I participated in leadership in retreats I don’t remember as I was in a blackout. I talked about a loving, kind, forgiving, compassionate god. He or She was not my God. My god was going to punish me one day. My weekly flights to one city or another were a nightmare. I just knew we were going to crash, and I was going to hell. I repeated the act of contrition until Jack Daniels renewed my spirits and all was going to be okay. But it wasn’t. I did not “trust that the Father wants me home as much as he does the youngest son.” I could not trust that. As far as I was concerned, I was in a living hell of an existence, I was like a duck in a lake, calm but paddling fast under the surface. I was drowning in my own self-pity and awareness of my own sinfulness. How could god love me?
Looking back to my participation in the Fellowship of Alcoholics Anonymous, I realize that God—my Higher Power—had been pushing me toward A.A. from the time I began drinking. Initially, I was helping A.A. in Dublin (Ireland) to find meeting places. Working with adolescences brought me into a new world of addiction. I came to the United States and found myself again working with young adults with alcohol and drug problems. I took university courses in addiction and not once did I see myself in any of the profiles.
One day I found myself at the door of my boss’s office saying I thought I had a drinking problem. Two months later, in a staff meeting, I said I wanted to go to treatment. In neither of these situations had I planned to say what I said.

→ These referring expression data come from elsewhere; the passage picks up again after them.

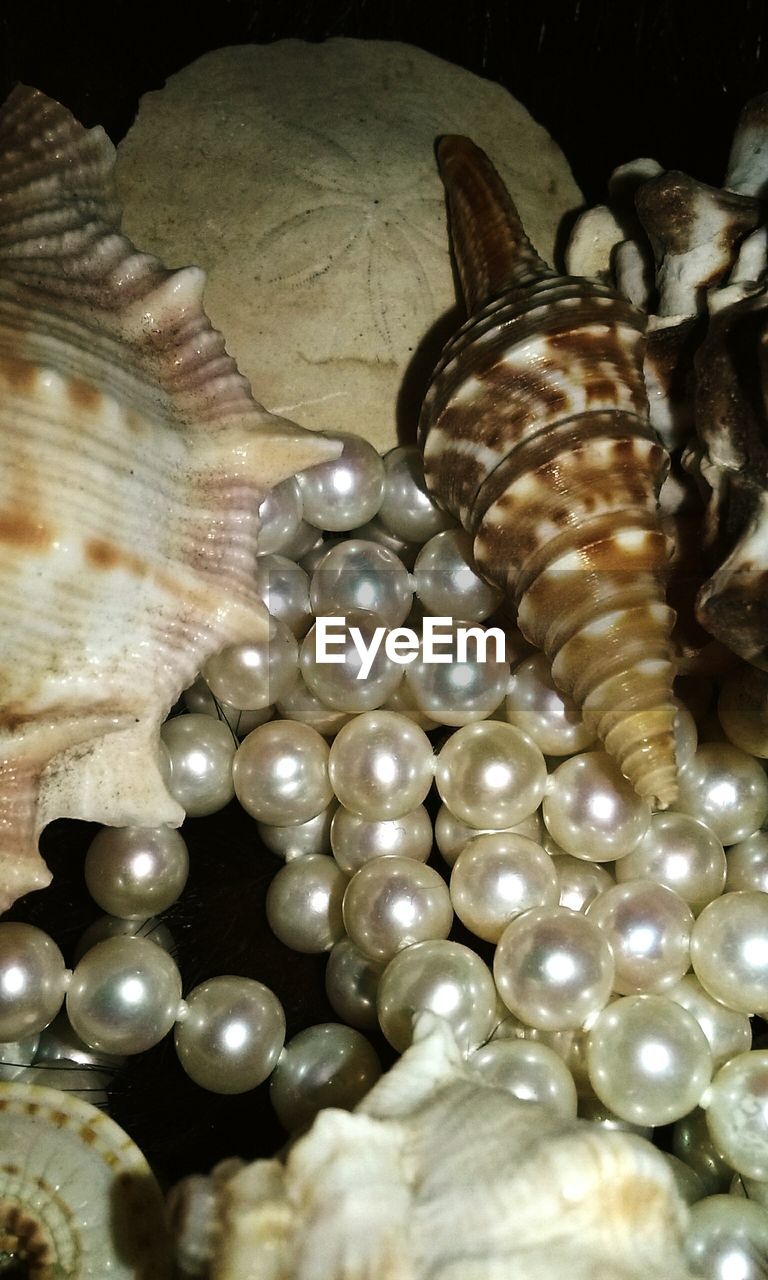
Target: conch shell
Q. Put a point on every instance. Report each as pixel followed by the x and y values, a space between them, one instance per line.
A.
pixel 535 437
pixel 133 464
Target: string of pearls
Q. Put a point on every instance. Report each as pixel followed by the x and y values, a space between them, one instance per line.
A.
pixel 630 950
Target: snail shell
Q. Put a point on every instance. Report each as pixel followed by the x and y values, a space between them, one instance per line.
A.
pixel 535 435
pixel 133 464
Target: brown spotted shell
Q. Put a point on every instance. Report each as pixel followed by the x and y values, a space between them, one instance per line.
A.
pixel 133 460
pixel 535 435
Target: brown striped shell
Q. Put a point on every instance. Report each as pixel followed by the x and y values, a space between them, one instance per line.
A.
pixel 535 435
pixel 133 460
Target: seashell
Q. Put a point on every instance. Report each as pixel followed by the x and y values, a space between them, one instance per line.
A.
pixel 135 460
pixel 439 1176
pixel 77 1197
pixel 535 437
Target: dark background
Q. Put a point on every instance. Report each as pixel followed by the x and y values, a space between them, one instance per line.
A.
pixel 611 80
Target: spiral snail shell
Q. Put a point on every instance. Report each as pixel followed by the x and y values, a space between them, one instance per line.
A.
pixel 535 435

I did not come into the Fellowship willingly. It took just over four years of a dry drunk, white knuckling it, before I acknowledged “I am powerless over alcohol.” It took a while longer to admit “my life has become unmanageable.

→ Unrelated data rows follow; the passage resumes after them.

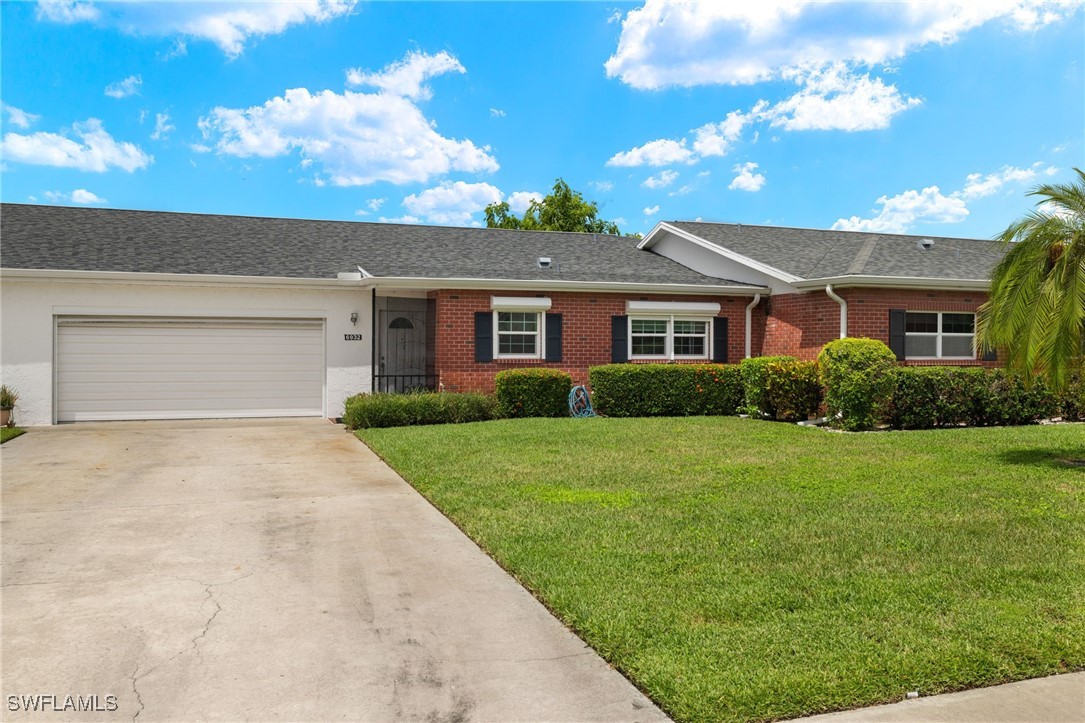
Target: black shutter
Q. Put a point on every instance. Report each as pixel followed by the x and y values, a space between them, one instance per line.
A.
pixel 553 337
pixel 897 317
pixel 719 340
pixel 484 335
pixel 620 339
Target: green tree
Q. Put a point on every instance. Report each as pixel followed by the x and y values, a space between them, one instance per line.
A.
pixel 562 210
pixel 1035 309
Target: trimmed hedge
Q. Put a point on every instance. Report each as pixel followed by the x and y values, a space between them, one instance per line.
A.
pixel 536 392
pixel 792 390
pixel 857 376
pixel 665 390
pixel 367 410
pixel 755 384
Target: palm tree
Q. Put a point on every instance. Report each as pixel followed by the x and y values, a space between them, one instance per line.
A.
pixel 1035 309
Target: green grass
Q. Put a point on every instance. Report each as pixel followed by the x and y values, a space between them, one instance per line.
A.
pixel 745 570
pixel 10 433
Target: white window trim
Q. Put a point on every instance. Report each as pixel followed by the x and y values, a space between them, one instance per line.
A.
pixel 669 339
pixel 937 339
pixel 539 334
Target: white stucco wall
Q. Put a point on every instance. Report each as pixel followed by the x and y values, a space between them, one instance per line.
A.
pixel 709 262
pixel 28 306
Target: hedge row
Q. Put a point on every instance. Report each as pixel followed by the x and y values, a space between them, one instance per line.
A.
pixel 666 390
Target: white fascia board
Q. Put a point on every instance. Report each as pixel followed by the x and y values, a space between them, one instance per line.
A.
pixel 536 284
pixel 178 279
pixel 894 282
pixel 697 308
pixel 520 303
pixel 726 253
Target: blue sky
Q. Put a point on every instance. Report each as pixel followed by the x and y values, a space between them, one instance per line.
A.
pixel 920 117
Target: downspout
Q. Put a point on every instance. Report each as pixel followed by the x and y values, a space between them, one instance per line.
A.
pixel 756 299
pixel 843 309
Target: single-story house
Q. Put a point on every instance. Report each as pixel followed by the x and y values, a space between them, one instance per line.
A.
pixel 148 315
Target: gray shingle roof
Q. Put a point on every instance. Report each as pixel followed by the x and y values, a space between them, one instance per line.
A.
pixel 140 241
pixel 815 254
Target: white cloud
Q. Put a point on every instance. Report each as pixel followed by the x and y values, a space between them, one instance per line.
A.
pixel 715 138
pixel 66 11
pixel 692 43
pixel 228 24
pixel 745 178
pixel 661 180
pixel 834 99
pixel 407 77
pixel 900 213
pixel 661 152
pixel 96 150
pixel 452 203
pixel 357 138
pixel 20 118
pixel 125 88
pixel 162 127
pixel 79 195
pixel 519 201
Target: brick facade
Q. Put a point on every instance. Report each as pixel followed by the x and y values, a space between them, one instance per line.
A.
pixel 800 325
pixel 586 332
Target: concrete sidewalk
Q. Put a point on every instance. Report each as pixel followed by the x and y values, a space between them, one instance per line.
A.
pixel 1055 699
pixel 265 571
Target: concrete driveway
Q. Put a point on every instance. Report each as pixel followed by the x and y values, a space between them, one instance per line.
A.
pixel 264 570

I learned that recovery “requires a real discipline to step over my chronic complaint and to think, speak, and act with the conviction that I am being sought and will be found.”
A real honest fourth and fifth step cleared the way, opened the door to seeing myself as a human being with character defects, and in need of a good hug. Internally I was able to look back, not in anger, but in thanksgiving, for the grace given to me to live while I was dying.
Steps eight through twelve became my discipline. “Without such discipline, I become prey to self-perpetuating hopelessness.” Read the Big Book. Go to meetings. Get a sponsor. Prayer and Meditation—the maintenance of our spiritual condition. “I’m Séamus. I’m an alcoholic. Thank God for those words of freedom. Thank God for the discipline of recovery.
Séamus D
A retired Episcopal priest in the New Orleans diocese.
*The Return Of The Prodigal Son – Heni J. Nouwen.